When Jim Ball decided to surprise his wife Marilyn with a custom ring for their tenth anniversary, he took his design to his favorite jeweler 10 months ahead of time. He wasn’t worried about how long it would take; he was looking forward to the experience. Jim and Marilyn had designed her wedding bands, based on her vision of a piece of lace set with a yellow diamond, as well as other pieces over the years. According to Peter Kangas, of Kangas Diamonds and Custom Jewellery, most people who are looking for custom rings are not young newlyweds. Generally speaking, they are couples like Jim and Marilyn, who have been together for more than a few years. They usually have a design in mind and are looking for something distinctive and unique from jeweller like Peter who can, as Jim says, “draw out of you what you would like to see”.

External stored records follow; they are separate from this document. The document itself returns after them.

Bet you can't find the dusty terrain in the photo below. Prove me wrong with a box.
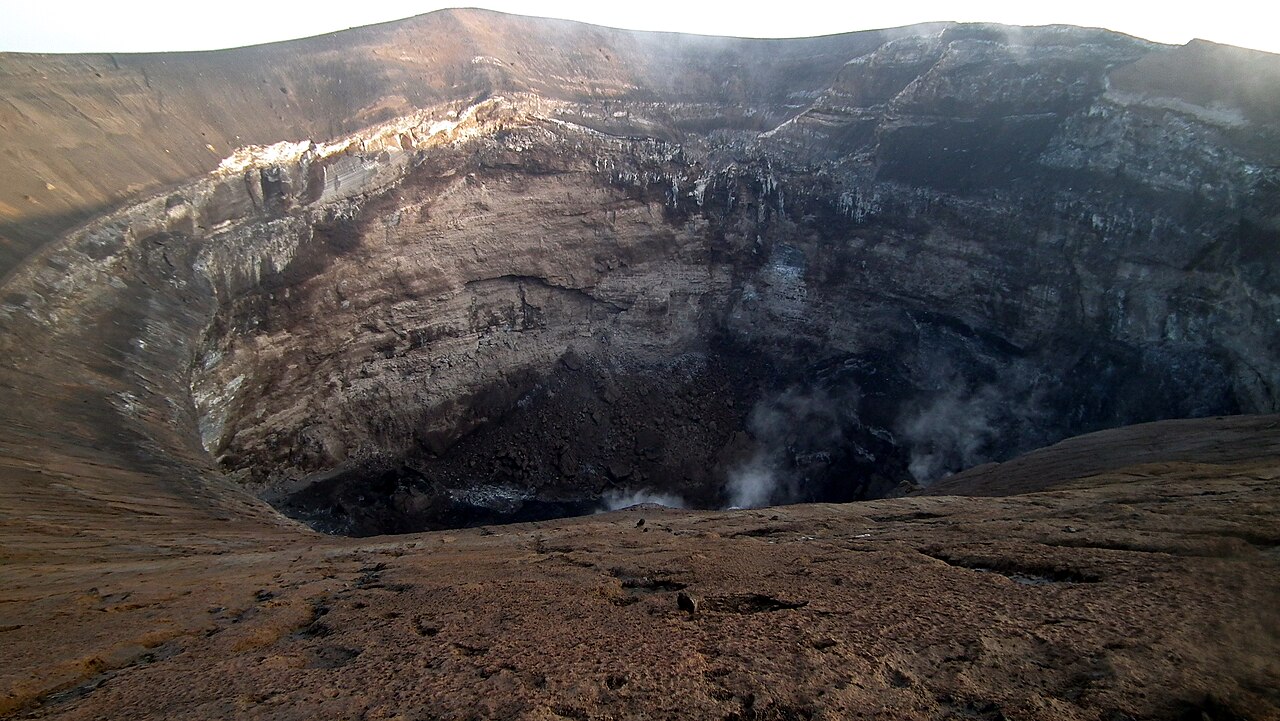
[0,10,1280,721]
[0,416,1280,721]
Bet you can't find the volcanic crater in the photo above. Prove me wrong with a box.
[0,10,1280,720]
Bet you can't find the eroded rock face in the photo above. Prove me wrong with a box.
[5,15,1280,534]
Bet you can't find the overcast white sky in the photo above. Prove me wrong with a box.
[0,0,1280,53]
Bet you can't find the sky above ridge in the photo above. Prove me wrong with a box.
[0,0,1280,53]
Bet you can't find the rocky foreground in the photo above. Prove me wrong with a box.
[0,10,1280,721]
[0,416,1280,721]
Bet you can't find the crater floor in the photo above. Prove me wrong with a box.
[0,416,1280,721]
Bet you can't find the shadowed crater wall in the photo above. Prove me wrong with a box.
[4,12,1280,534]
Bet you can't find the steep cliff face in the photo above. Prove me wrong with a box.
[3,13,1280,533]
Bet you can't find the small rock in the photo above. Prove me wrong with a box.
[676,590,699,613]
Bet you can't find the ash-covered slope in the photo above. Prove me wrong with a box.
[3,12,1280,533]
[0,10,911,271]
[0,12,1280,721]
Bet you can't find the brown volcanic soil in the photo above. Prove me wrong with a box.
[0,416,1280,720]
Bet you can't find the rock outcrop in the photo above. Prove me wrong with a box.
[3,13,1280,533]
[0,10,1280,721]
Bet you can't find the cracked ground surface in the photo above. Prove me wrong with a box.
[0,416,1280,720]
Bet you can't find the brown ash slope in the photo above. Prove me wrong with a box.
[3,12,1280,534]
[0,416,1280,721]
[0,12,1280,721]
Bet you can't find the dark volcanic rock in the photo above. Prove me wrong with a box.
[0,10,1280,721]
[3,12,1280,533]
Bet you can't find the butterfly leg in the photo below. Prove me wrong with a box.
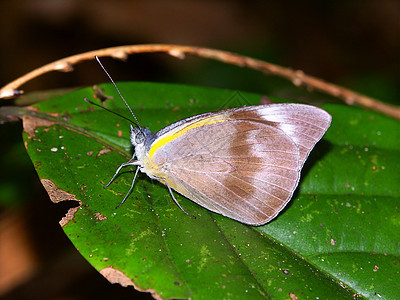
[104,157,139,188]
[157,177,196,219]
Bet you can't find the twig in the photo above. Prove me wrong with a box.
[0,44,400,120]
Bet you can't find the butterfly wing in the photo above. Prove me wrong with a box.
[150,104,330,225]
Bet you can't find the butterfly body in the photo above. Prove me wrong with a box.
[128,104,331,225]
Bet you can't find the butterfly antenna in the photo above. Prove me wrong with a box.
[95,55,140,127]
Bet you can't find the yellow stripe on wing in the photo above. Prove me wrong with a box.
[149,114,227,168]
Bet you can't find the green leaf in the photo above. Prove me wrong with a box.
[24,83,400,299]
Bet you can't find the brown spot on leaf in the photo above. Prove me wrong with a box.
[41,179,82,227]
[100,267,162,299]
[22,115,56,138]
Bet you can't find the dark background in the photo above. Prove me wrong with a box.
[0,0,400,299]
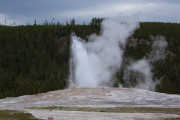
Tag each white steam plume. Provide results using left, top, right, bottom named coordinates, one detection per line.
left=70, top=19, right=138, bottom=87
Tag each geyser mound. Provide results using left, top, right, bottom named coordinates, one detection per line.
left=70, top=19, right=138, bottom=88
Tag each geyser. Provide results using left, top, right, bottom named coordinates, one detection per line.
left=70, top=19, right=138, bottom=87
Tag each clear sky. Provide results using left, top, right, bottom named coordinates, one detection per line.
left=0, top=0, right=180, bottom=24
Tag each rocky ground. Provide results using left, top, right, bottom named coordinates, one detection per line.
left=0, top=88, right=180, bottom=120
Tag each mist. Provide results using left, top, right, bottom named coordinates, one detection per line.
left=69, top=19, right=139, bottom=87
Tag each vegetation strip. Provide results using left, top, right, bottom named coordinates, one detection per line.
left=0, top=110, right=38, bottom=120
left=28, top=106, right=180, bottom=114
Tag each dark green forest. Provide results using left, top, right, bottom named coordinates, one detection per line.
left=0, top=19, right=180, bottom=98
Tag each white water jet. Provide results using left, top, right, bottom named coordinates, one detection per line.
left=70, top=19, right=138, bottom=87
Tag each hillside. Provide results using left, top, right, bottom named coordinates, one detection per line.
left=0, top=22, right=180, bottom=98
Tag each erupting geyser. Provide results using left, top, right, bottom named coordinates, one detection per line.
left=70, top=19, right=138, bottom=88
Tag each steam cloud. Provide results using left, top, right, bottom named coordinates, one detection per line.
left=70, top=19, right=138, bottom=87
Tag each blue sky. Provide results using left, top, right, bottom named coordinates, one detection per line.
left=0, top=0, right=180, bottom=24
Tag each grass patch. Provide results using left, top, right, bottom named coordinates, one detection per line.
left=0, top=110, right=38, bottom=120
left=30, top=106, right=180, bottom=114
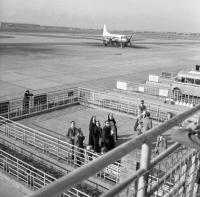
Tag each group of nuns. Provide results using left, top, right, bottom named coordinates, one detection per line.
left=88, top=113, right=118, bottom=153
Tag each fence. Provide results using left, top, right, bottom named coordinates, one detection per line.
left=79, top=88, right=175, bottom=122
left=25, top=105, right=200, bottom=197
left=0, top=150, right=90, bottom=197
left=0, top=87, right=183, bottom=122
left=0, top=87, right=78, bottom=119
left=0, top=116, right=121, bottom=183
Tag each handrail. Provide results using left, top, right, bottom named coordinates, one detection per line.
left=101, top=143, right=180, bottom=197
left=0, top=116, right=121, bottom=183
left=26, top=105, right=200, bottom=197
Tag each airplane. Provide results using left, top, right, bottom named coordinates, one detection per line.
left=103, top=25, right=132, bottom=48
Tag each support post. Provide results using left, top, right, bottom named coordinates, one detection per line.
left=137, top=143, right=151, bottom=197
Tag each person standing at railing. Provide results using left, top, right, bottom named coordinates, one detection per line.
left=154, top=135, right=167, bottom=155
left=88, top=116, right=96, bottom=149
left=102, top=120, right=115, bottom=152
left=142, top=111, right=152, bottom=132
left=66, top=121, right=78, bottom=160
left=133, top=100, right=147, bottom=131
left=74, top=128, right=85, bottom=166
left=108, top=113, right=118, bottom=143
left=23, top=90, right=33, bottom=111
left=93, top=120, right=102, bottom=153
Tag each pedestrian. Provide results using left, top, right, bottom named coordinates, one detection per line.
left=108, top=113, right=118, bottom=142
left=74, top=128, right=85, bottom=166
left=142, top=112, right=152, bottom=132
left=133, top=100, right=147, bottom=131
left=88, top=116, right=96, bottom=148
left=66, top=121, right=78, bottom=160
left=93, top=120, right=102, bottom=153
left=102, top=120, right=115, bottom=151
left=155, top=135, right=167, bottom=155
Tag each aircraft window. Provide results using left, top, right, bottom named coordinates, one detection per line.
left=195, top=79, right=200, bottom=85
left=181, top=77, right=186, bottom=83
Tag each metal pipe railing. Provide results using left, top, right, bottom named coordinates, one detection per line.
left=0, top=116, right=121, bottom=183
left=0, top=150, right=90, bottom=197
left=102, top=143, right=180, bottom=197
left=26, top=105, right=200, bottom=197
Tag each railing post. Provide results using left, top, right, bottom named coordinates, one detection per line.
left=137, top=143, right=151, bottom=197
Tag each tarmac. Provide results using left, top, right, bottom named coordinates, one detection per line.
left=0, top=32, right=200, bottom=197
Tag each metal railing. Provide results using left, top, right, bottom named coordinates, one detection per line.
left=79, top=88, right=177, bottom=122
left=0, top=116, right=121, bottom=183
left=25, top=105, right=200, bottom=197
left=0, top=87, right=78, bottom=119
left=0, top=149, right=90, bottom=197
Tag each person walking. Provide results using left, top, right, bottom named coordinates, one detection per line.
left=142, top=112, right=152, bottom=132
left=93, top=120, right=102, bottom=153
left=102, top=120, right=115, bottom=152
left=74, top=128, right=85, bottom=166
left=23, top=90, right=33, bottom=112
left=108, top=113, right=118, bottom=143
left=133, top=100, right=147, bottom=131
left=155, top=135, right=167, bottom=155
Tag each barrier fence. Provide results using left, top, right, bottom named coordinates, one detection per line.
left=79, top=88, right=176, bottom=122
left=0, top=87, right=78, bottom=119
left=0, top=87, right=180, bottom=122
left=0, top=149, right=90, bottom=197
left=25, top=105, right=200, bottom=197
left=0, top=116, right=121, bottom=183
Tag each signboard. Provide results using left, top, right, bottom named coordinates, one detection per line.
left=117, top=81, right=127, bottom=90
left=158, top=89, right=169, bottom=97
left=138, top=86, right=144, bottom=92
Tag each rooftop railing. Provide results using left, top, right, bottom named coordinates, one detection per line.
left=0, top=116, right=121, bottom=183
left=25, top=105, right=200, bottom=197
left=0, top=87, right=78, bottom=119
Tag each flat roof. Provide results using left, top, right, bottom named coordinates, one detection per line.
left=177, top=71, right=200, bottom=79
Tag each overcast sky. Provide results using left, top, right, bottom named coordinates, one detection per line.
left=0, top=0, right=200, bottom=33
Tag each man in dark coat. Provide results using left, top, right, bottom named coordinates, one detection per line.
left=102, top=121, right=115, bottom=151
left=133, top=100, right=147, bottom=131
left=23, top=90, right=33, bottom=110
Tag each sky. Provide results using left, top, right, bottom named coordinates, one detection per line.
left=0, top=0, right=200, bottom=33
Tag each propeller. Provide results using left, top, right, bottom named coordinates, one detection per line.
left=128, top=35, right=133, bottom=46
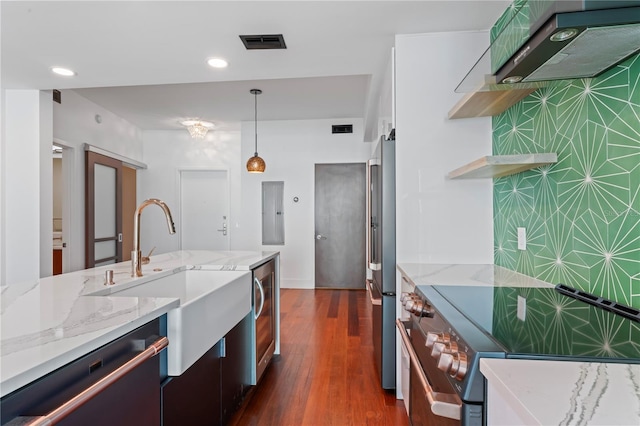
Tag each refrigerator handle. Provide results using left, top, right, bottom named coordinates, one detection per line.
left=365, top=160, right=371, bottom=268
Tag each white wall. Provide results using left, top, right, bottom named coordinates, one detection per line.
left=0, top=90, right=142, bottom=284
left=138, top=119, right=371, bottom=288
left=50, top=90, right=142, bottom=272
left=395, top=32, right=493, bottom=263
left=239, top=119, right=371, bottom=288
left=2, top=90, right=41, bottom=284
left=137, top=130, right=242, bottom=254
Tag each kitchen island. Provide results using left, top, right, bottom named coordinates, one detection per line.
left=0, top=251, right=278, bottom=404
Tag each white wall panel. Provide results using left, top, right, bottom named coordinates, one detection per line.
left=2, top=90, right=40, bottom=285
left=395, top=32, right=493, bottom=263
left=138, top=130, right=242, bottom=254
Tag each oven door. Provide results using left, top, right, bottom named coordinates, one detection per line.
left=396, top=319, right=462, bottom=426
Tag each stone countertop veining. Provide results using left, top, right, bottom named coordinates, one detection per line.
left=480, top=359, right=640, bottom=425
left=397, top=263, right=552, bottom=287
left=0, top=250, right=278, bottom=396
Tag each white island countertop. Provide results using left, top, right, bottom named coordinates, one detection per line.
left=480, top=359, right=640, bottom=425
left=0, top=250, right=278, bottom=396
left=397, top=263, right=553, bottom=287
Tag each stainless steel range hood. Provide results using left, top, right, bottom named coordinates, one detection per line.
left=456, top=0, right=640, bottom=92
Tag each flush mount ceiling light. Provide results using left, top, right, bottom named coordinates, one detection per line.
left=247, top=89, right=266, bottom=173
left=180, top=120, right=213, bottom=139
left=207, top=58, right=229, bottom=68
left=51, top=67, right=76, bottom=77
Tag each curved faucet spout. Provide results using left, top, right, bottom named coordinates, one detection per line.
left=131, top=198, right=176, bottom=277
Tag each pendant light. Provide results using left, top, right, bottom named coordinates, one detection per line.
left=247, top=89, right=266, bottom=173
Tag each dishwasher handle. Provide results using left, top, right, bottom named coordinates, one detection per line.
left=7, top=337, right=169, bottom=426
left=253, top=277, right=264, bottom=319
left=396, top=319, right=462, bottom=420
left=367, top=280, right=382, bottom=306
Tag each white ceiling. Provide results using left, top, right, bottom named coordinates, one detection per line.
left=0, top=0, right=511, bottom=138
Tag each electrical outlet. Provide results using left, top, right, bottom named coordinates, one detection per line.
left=517, top=296, right=527, bottom=321
left=518, top=228, right=527, bottom=250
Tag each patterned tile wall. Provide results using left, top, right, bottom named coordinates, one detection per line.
left=493, top=55, right=640, bottom=308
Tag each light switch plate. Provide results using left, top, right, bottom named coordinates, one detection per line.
left=518, top=228, right=527, bottom=250
left=517, top=296, right=527, bottom=321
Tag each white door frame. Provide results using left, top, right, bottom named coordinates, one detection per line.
left=176, top=168, right=232, bottom=250
left=52, top=138, right=75, bottom=274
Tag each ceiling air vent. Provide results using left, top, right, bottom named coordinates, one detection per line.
left=331, top=124, right=353, bottom=133
left=240, top=34, right=287, bottom=50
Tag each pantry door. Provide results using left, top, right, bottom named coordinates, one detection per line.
left=315, top=163, right=366, bottom=289
left=179, top=170, right=229, bottom=250
left=85, top=151, right=122, bottom=268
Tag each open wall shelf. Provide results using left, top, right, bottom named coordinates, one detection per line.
left=449, top=88, right=537, bottom=119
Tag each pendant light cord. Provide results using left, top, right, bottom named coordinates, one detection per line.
left=253, top=92, right=258, bottom=156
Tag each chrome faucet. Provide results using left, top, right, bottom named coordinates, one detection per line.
left=131, top=198, right=176, bottom=277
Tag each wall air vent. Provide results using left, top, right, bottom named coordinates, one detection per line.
left=240, top=34, right=287, bottom=50
left=331, top=124, right=353, bottom=133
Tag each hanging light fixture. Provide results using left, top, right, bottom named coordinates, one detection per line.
left=180, top=120, right=213, bottom=139
left=247, top=89, right=266, bottom=173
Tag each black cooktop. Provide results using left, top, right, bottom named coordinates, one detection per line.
left=433, top=286, right=640, bottom=363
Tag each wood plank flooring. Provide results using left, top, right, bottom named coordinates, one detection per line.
left=230, top=289, right=409, bottom=426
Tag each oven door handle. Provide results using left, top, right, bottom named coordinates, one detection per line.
left=396, top=319, right=462, bottom=420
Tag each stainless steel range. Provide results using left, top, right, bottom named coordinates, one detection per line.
left=396, top=274, right=640, bottom=426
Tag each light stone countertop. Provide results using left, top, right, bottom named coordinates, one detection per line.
left=0, top=250, right=278, bottom=396
left=397, top=263, right=553, bottom=287
left=480, top=358, right=640, bottom=425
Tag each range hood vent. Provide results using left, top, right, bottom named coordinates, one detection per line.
left=456, top=0, right=640, bottom=92
left=240, top=34, right=287, bottom=50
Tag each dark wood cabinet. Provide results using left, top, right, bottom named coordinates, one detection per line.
left=220, top=313, right=253, bottom=424
left=162, top=313, right=252, bottom=426
left=0, top=320, right=164, bottom=426
left=162, top=342, right=222, bottom=426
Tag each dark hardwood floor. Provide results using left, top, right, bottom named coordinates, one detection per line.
left=230, top=289, right=409, bottom=426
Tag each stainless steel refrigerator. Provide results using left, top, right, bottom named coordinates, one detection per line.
left=367, top=130, right=396, bottom=389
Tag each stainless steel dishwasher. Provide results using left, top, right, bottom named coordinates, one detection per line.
left=251, top=259, right=278, bottom=385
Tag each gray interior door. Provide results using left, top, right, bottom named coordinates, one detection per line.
left=315, top=163, right=366, bottom=288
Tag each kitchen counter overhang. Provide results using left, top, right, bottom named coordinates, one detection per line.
left=0, top=251, right=278, bottom=396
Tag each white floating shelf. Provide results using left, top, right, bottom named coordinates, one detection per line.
left=447, top=152, right=558, bottom=179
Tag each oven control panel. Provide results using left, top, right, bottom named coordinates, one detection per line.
left=400, top=292, right=476, bottom=381
left=400, top=292, right=433, bottom=317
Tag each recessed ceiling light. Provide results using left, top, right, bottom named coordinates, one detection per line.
left=51, top=67, right=76, bottom=77
left=207, top=58, right=229, bottom=68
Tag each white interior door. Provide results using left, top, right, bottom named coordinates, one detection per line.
left=179, top=170, right=229, bottom=250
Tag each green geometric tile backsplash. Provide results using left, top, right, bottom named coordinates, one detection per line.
left=493, top=55, right=640, bottom=308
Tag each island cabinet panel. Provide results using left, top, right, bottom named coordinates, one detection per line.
left=162, top=340, right=222, bottom=426
left=162, top=313, right=253, bottom=426
left=220, top=312, right=254, bottom=424
left=0, top=320, right=160, bottom=426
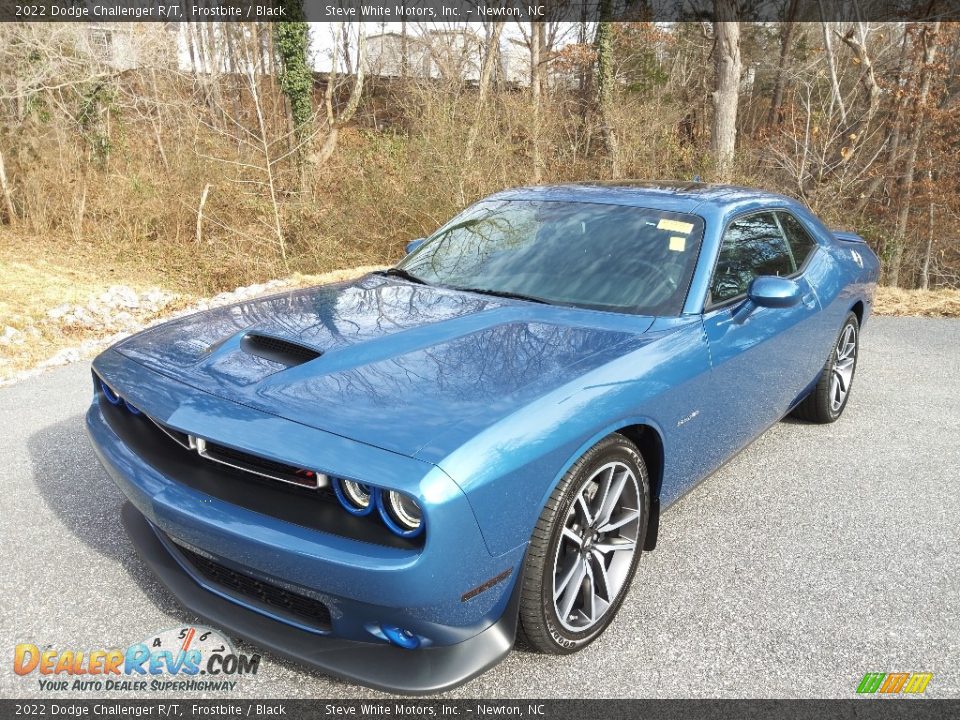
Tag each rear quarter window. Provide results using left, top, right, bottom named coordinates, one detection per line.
left=777, top=211, right=817, bottom=270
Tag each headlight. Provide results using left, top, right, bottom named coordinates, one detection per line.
left=378, top=490, right=423, bottom=537
left=333, top=478, right=376, bottom=515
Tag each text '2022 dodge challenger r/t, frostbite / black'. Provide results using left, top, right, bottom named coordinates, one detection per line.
left=87, top=182, right=878, bottom=693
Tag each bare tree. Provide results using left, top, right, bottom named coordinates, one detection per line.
left=711, top=8, right=741, bottom=182
left=530, top=20, right=544, bottom=183
left=887, top=20, right=940, bottom=287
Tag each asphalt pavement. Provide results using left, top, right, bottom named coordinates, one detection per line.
left=0, top=318, right=960, bottom=698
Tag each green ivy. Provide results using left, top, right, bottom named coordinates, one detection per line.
left=273, top=0, right=313, bottom=139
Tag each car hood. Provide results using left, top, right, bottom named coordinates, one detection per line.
left=115, top=275, right=652, bottom=456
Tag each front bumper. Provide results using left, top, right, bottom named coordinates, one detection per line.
left=122, top=503, right=520, bottom=695
left=87, top=351, right=523, bottom=693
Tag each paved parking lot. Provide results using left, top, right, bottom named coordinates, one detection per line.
left=0, top=318, right=960, bottom=698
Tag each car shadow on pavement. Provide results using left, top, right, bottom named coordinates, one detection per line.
left=27, top=415, right=188, bottom=618
left=27, top=415, right=400, bottom=696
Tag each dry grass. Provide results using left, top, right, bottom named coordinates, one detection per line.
left=873, top=287, right=960, bottom=317
left=0, top=255, right=383, bottom=384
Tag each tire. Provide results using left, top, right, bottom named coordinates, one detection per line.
left=792, top=313, right=860, bottom=424
left=519, top=434, right=650, bottom=655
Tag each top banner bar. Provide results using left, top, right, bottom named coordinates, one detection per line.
left=0, top=0, right=960, bottom=23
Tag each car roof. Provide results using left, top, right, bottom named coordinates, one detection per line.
left=487, top=180, right=798, bottom=213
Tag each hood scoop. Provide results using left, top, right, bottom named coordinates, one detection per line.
left=240, top=333, right=323, bottom=367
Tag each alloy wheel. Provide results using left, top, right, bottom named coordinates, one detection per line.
left=553, top=462, right=641, bottom=633
left=830, top=325, right=857, bottom=412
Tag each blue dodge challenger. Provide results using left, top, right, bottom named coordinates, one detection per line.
left=86, top=182, right=878, bottom=693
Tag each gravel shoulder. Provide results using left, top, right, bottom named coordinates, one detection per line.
left=0, top=317, right=960, bottom=698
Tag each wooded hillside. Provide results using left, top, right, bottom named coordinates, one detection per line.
left=0, top=22, right=960, bottom=292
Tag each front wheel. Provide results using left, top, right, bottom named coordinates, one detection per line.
left=520, top=434, right=650, bottom=654
left=793, top=313, right=860, bottom=423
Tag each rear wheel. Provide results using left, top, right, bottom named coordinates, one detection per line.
left=793, top=313, right=860, bottom=423
left=520, top=434, right=650, bottom=654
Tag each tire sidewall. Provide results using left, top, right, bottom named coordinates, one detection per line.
left=539, top=435, right=650, bottom=654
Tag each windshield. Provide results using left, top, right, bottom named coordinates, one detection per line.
left=397, top=200, right=703, bottom=315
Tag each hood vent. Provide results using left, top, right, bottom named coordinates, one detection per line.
left=240, top=333, right=323, bottom=367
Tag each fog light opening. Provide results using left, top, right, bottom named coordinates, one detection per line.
left=333, top=478, right=376, bottom=515
left=377, top=490, right=423, bottom=537
left=100, top=380, right=121, bottom=405
left=380, top=625, right=420, bottom=650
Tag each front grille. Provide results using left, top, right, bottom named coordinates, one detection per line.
left=240, top=333, right=323, bottom=367
left=177, top=545, right=331, bottom=631
left=198, top=434, right=318, bottom=488
left=97, top=385, right=425, bottom=551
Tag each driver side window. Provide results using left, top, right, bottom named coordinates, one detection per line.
left=710, top=212, right=796, bottom=305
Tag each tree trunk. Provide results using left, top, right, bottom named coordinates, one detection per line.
left=817, top=13, right=847, bottom=123
left=464, top=22, right=503, bottom=163
left=711, top=11, right=741, bottom=182
left=920, top=156, right=934, bottom=290
left=594, top=0, right=620, bottom=177
left=530, top=21, right=543, bottom=184
left=887, top=20, right=940, bottom=287
left=767, top=7, right=798, bottom=128
left=0, top=153, right=17, bottom=225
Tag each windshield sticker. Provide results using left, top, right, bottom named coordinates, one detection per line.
left=657, top=218, right=693, bottom=235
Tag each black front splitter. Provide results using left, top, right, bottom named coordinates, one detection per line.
left=121, top=503, right=520, bottom=695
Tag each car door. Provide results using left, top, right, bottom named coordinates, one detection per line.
left=703, top=211, right=823, bottom=467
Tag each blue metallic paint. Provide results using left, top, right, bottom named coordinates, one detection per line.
left=87, top=184, right=878, bottom=692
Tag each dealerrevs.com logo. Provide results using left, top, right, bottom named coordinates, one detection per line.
left=13, top=626, right=260, bottom=692
left=857, top=673, right=933, bottom=695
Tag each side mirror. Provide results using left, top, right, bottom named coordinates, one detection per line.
left=407, top=238, right=427, bottom=255
left=747, top=275, right=801, bottom=307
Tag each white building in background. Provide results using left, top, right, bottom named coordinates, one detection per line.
left=364, top=26, right=530, bottom=86
left=89, top=22, right=179, bottom=72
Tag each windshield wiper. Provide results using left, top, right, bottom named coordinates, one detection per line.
left=450, top=287, right=553, bottom=305
left=377, top=268, right=430, bottom=285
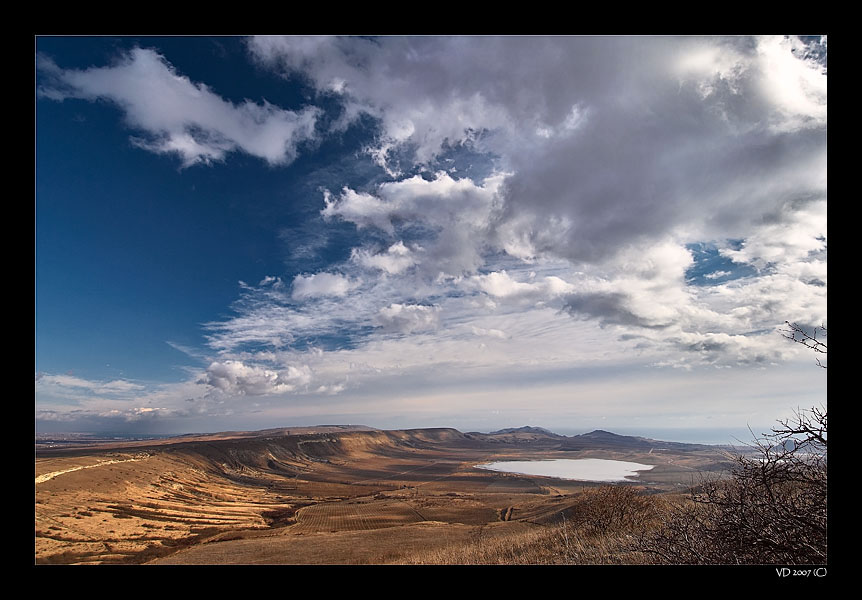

Peter Kangas is a designer and goldsmith, who comes from a line of five generations of watchmakers, dating back to 1895. Trained to create custom jewellery by hand in the “lost wax” method of model making, his passion is focused on his tiny sculptures. Although he still likes to take things old school, wielding his precision jeweller’s tools, lately he has been working with computer-aided design (CAD), his state of the art 3D printer and a casting chamber that can reach over 2000 degrees Celsius. But every design still begins with a drawing.
The process starts with a private interview at the Kangas studio and then the fun begins. With almost unlimited choices and a vast catalogue of his past work to draw from, clients can start to bring on the bling. Picking a precious metal for the setting is one of the first steps, from yellow, white or rose gold, or platinum. Then the gems are chosen, from repurposed family heirlooms to sparkling new Canadian diamonds fresh out of the tundra.
Once an idea takes shape, Kangas crafts the piece offsite at his workshop using the drawing as a guide. Depending on the complexity of the design, a ring can take from a few weeks to several months to create, with plenty of opportunity to make changes and play with the ring’s colour, style and the size of the stones. Sometimes he’ll build a prototype out of polymer resin or sterling silver to help the client visualize the finished product. After approval, the actual ring is created complete with genuine gemstones. A few weeks later comes the moment of truth, the fitting.
Sometimes rings are a complete surprise. From an underwater scuba proposal at an exotic destination to a flight over a field in Saskatchewan with “Will You Marry Me” cut into a cornfield; from the Golden Gate Bridge to a geocache, proposals are often as unique as the rings themselves. For Casey Petras, the perfect setting was the graveside of her beloved grandfather. After her husband Matthew popped the question, she knelt down to whisper, “Grandpa, you’re the first to know”. Her grandfather, Alvin Bietz, had had all his wife’s jewellery made by Peter Kangas’ father.
The Four C’s
The famous 4 C’s of diamond grading were created by the Gemological Institute of America in the 1970’s as a scientific way to organize what had been a mysterious art to most people. Suddenly, the public had a way to comparison shop and diamonds became a more of a commodity as well as a symbol of luxury.
The four C’s are Clarity – a description of the purity of the crystal including any imperfections the “birthmarks” of a natural material; Colour – ranging from colorless “D” grade, through yellow to brown “Z” grade. (Coloured diamonds in pink, yellow and blue have their own rating scale); Cut – whatever the shape, round, princess or pear, the geometric proportions must be maintained to send the maximum amount of light shooting out the top of the stone; and Carat – the weight. The original unit of measure for diamond traders was a carob seed. Today, a carat is equal to 0.2 grams, about the weight of a paper clip.
What makes diamonds so desirable? The reasons are complex and contradictory. They’re the hardest substance in existence, although they can be shattered; they can store wealth, although the most perfect diamonds are locked away and never worn; they denote luxury, but their price is defined by imperfections; they are mysterious, coveted and sometimes cursed. Peter Kangas likes to say that he works at the best business in the world “People come to me when they are happy and I want to make these objects as beautiful as I can to symbolize their emotions. When eyes sparkle and tears of joy flow, the size of the stone really doesn’t matter.”